Florimón began the 2018 season playing for the Phillies, but on May 29 he fouled a ball off his right foot and broke it, and was put on the disabled list. He was batting .263/.323/.491 in 57 at-bats at the time, and had played for the Phillies at shortstop, pitcher, right field, center field, and third base. For the season, he batted .225/.276/.423, with two home runs and five RBI in 71 at-bats.

===Atlanta Braves===
On November 26, 2018, Florimón signed a minor league contract with the Atlanta Braves that included an invitation to spring training. He spent the 2019 season with the Triple–A Gwinnett Stripers, playing in 120 games and slashing .265/.358/.410 with 12 home runs and 68 RBI. Florimón elected free agency following the season on November 4, 2019.

===San Diego Padres===
On January 18, 2021, after a year of inactivity, Florimón signed a minor league contract with the San Diego Padres organization. He elected free agency on November 7, 2021.

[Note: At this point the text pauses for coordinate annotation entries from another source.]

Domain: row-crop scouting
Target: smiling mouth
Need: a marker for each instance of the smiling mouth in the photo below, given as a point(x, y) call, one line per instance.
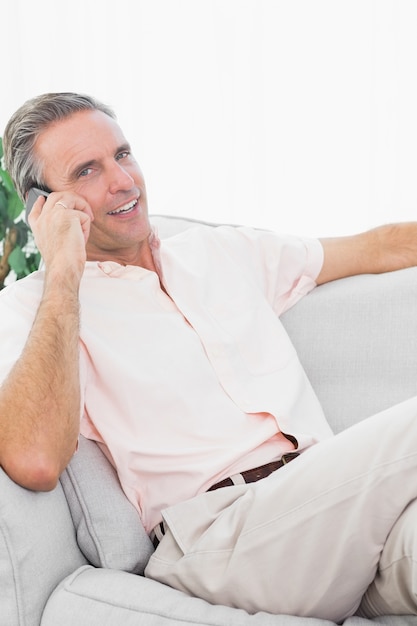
point(127, 208)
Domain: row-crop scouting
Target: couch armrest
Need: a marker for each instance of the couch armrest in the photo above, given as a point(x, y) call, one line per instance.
point(357, 340)
point(37, 550)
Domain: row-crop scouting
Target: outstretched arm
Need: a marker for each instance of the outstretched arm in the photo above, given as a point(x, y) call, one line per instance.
point(382, 249)
point(40, 399)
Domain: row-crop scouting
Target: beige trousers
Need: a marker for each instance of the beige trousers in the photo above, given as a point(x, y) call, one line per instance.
point(309, 539)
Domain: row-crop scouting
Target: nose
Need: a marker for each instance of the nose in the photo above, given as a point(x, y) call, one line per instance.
point(119, 179)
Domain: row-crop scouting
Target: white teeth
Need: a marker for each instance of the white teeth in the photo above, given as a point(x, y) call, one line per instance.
point(124, 209)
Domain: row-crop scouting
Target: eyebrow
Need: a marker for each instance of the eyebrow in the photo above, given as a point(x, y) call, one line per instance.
point(86, 164)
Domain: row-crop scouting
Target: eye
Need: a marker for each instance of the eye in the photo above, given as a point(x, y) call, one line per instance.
point(85, 172)
point(122, 155)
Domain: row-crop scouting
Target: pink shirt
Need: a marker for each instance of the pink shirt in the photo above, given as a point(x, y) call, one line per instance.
point(185, 390)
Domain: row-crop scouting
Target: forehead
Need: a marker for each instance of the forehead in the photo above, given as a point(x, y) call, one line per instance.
point(83, 136)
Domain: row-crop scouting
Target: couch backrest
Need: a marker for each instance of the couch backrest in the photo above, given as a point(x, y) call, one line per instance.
point(357, 340)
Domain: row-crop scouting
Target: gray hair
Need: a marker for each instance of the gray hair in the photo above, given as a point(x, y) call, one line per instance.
point(25, 126)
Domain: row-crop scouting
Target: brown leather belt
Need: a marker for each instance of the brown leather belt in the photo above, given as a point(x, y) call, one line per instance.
point(251, 476)
point(248, 476)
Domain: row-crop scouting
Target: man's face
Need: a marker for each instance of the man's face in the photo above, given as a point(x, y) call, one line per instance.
point(88, 155)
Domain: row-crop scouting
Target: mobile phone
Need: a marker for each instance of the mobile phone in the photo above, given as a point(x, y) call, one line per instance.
point(33, 195)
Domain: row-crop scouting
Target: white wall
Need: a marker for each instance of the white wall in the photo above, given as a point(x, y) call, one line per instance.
point(297, 115)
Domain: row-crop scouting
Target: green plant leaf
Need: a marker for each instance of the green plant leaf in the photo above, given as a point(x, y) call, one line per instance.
point(7, 181)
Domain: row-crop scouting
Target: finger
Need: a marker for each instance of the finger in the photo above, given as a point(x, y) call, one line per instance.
point(36, 210)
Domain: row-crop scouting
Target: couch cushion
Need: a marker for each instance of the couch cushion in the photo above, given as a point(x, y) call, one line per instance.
point(109, 530)
point(95, 597)
point(357, 340)
point(37, 550)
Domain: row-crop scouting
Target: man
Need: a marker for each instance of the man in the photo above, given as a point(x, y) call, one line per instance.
point(172, 357)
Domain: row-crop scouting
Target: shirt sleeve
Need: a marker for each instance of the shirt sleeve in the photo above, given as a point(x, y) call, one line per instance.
point(285, 267)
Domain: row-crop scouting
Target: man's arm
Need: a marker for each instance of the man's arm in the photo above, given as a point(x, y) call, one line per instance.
point(383, 249)
point(40, 399)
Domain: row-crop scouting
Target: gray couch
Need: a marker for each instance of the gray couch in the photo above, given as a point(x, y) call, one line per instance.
point(74, 556)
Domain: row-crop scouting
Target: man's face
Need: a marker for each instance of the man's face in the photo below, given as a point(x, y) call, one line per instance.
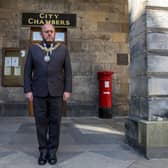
point(48, 33)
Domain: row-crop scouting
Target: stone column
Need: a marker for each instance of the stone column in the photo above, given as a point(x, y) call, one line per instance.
point(147, 123)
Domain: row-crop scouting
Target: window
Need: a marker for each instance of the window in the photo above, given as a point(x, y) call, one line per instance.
point(60, 35)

===Algodoneros de Unión Laguna===
On April 13, 2022, Florimón signed with the Algodoneros de Unión Laguna of the Mexican League. In 14 games, he hit .292/.433/.313 with 14 hits and three RBI. Florimón was released by Unión Laguna on May 10.

==Coaching career==
On January 31, 2025, the Pittsburgh Pirates hired Florimón as the development coach for their Low-A affiliate, the Bradenton Marauders. In 2026, Florimón was named as development coach for the Pirates High-A affiliate Greensboro Grasshoppers.

==Scouting report ==
Scout.com opined that Florimón has trouble hitting a breaking ball, and that he often looks "lost at the plate." However, they also stated that he has "impressive plate discipline, if all he is seeing are fastballs." The site also described him as a "plus runner."